A dose that might be big enough to put down a elephant may hardly cure a headache in someone who has developed this level of tolerance. Simply looking at a dose objectively without knowing a patient’s history is shortsighted and scientifically unsound.

Next in line is the myth that dependence equals addiction. By their chemical nature, narcotics create a physical dependency, which means abruptly stopping them will invariably lead to severe withdrawal symptoms. That might seem like addiction, but it’s not. Addiction may have a physical component, but at heart it’s a psychosocial disorder characterized by obsessive-compulsive behavior and persistent drug seeking. A patient who is taking their medication as prescribed may be physically dependent on it, but that doesn’t mean he’s an addict.
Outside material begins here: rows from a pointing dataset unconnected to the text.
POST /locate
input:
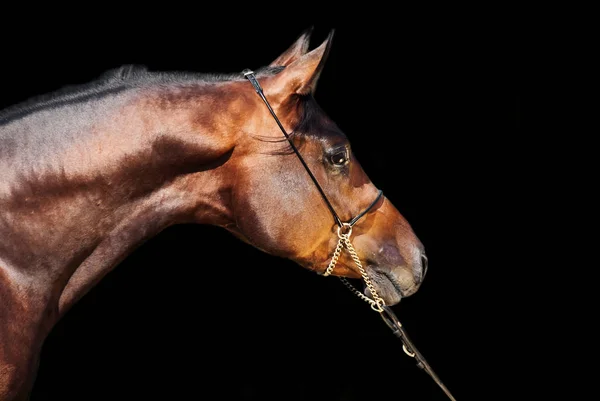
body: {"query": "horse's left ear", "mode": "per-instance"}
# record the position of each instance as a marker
(300, 77)
(295, 51)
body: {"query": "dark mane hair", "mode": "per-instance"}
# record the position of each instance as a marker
(115, 81)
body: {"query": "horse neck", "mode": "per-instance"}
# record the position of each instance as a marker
(123, 169)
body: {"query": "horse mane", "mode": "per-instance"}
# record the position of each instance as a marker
(114, 81)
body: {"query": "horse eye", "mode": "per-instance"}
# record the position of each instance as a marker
(339, 158)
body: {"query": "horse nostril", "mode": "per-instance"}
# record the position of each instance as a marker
(424, 264)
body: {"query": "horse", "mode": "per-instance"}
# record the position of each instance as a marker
(91, 172)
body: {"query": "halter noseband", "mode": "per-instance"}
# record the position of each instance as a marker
(344, 232)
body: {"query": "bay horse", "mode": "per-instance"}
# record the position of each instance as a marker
(89, 173)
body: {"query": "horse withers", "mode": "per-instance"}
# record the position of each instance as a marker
(88, 174)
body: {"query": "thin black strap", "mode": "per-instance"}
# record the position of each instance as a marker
(393, 323)
(354, 220)
(250, 75)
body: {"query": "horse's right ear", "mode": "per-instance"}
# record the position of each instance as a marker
(297, 50)
(300, 76)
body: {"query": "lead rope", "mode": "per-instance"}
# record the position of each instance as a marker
(376, 302)
(344, 232)
(378, 305)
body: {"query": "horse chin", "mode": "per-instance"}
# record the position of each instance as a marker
(387, 288)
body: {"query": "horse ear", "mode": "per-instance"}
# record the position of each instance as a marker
(300, 76)
(297, 50)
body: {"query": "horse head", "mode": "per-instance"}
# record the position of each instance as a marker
(278, 208)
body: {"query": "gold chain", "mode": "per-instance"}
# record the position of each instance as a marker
(376, 302)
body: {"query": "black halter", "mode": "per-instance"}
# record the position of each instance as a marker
(386, 313)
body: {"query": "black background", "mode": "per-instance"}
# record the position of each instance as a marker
(429, 100)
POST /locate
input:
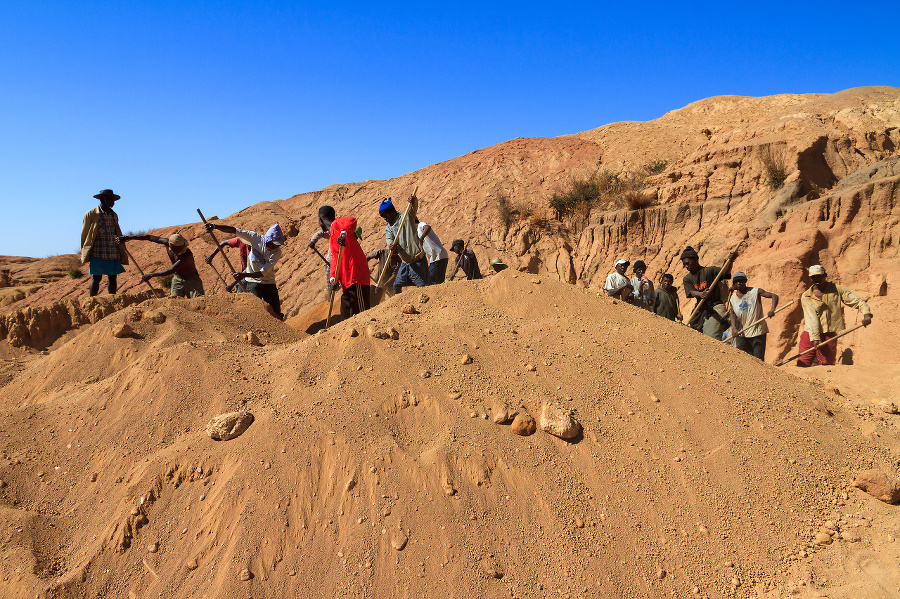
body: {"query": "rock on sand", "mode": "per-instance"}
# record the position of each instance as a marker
(523, 424)
(878, 484)
(225, 427)
(559, 422)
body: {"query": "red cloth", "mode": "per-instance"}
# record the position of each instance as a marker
(354, 266)
(825, 355)
(243, 247)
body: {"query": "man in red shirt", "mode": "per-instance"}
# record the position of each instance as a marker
(242, 247)
(353, 275)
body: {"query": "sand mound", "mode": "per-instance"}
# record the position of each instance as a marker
(372, 466)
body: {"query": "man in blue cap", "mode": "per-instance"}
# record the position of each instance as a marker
(265, 251)
(406, 244)
(746, 308)
(99, 231)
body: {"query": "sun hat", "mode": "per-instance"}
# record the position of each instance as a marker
(386, 204)
(177, 240)
(274, 235)
(107, 193)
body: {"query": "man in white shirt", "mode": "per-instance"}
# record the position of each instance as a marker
(746, 308)
(434, 251)
(617, 284)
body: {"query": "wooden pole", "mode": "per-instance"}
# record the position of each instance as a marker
(133, 261)
(835, 338)
(753, 324)
(224, 255)
(458, 262)
(402, 222)
(337, 274)
(725, 268)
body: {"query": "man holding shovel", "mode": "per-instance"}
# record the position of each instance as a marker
(351, 270)
(99, 231)
(823, 317)
(404, 242)
(699, 283)
(746, 309)
(259, 274)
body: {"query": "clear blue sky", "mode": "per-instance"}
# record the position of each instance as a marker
(219, 105)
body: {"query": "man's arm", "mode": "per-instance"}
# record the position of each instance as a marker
(219, 247)
(852, 300)
(774, 297)
(811, 317)
(153, 238)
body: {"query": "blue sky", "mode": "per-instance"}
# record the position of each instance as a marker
(219, 105)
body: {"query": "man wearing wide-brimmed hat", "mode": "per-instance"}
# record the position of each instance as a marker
(465, 260)
(99, 231)
(185, 278)
(823, 316)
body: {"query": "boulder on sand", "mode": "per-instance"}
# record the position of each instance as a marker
(225, 427)
(879, 485)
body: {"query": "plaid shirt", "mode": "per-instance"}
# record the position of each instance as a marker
(105, 247)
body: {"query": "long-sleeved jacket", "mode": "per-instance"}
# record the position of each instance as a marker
(826, 315)
(90, 227)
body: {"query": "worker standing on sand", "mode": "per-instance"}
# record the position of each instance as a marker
(665, 299)
(823, 316)
(242, 248)
(405, 243)
(265, 251)
(713, 318)
(746, 308)
(326, 214)
(392, 263)
(643, 287)
(186, 280)
(99, 231)
(617, 284)
(434, 251)
(351, 273)
(466, 260)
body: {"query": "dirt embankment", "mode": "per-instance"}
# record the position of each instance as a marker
(374, 465)
(837, 206)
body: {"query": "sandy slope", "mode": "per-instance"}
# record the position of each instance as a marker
(698, 466)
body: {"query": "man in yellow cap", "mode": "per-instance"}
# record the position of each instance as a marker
(186, 280)
(823, 316)
(98, 246)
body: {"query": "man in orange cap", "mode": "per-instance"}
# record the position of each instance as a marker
(98, 243)
(823, 316)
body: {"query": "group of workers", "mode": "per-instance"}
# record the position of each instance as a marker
(414, 255)
(735, 312)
Lastly is the myth of long-term side effects. Unlike relatively new drugs like Prozac or Viagra—whose long-term effects remain to be seen—the effects of extended use of opioid narcotics are pretty well documented; and they’re negligible. In healthy individuals there is no known organ toxicity attributed to sustained use of medications like morphine or oxycodone (the active ingredient in Oxycontin). Pills like Percocet and Vicodin do have toxicity, but it’s the acetaminophen (the active ingredient in Tylenol) that gets you, not the narcotic.

By contrast, studies have shown persistent, untreated pain can have disastrous effects on the human body and mind, and can lead to depression, wasting and delirium.

Pennsylvania’s own Founding Father Dr. Benjamin Rush said: “Pain must be regarded as a disease … and the physician’s first duty is action—heroic action—to fight disease.” Addiction to prescription drugs is a serious problem that needs to be addressed. There is no doubt about that. But instead of casting a wide net that is more likely to keep legitimate pain sufferers from getting the medicine they need than stop drug abuse, let’s do what’s proven to work best time and time again: invest in education and treatment and let doctors do their jobs without interference.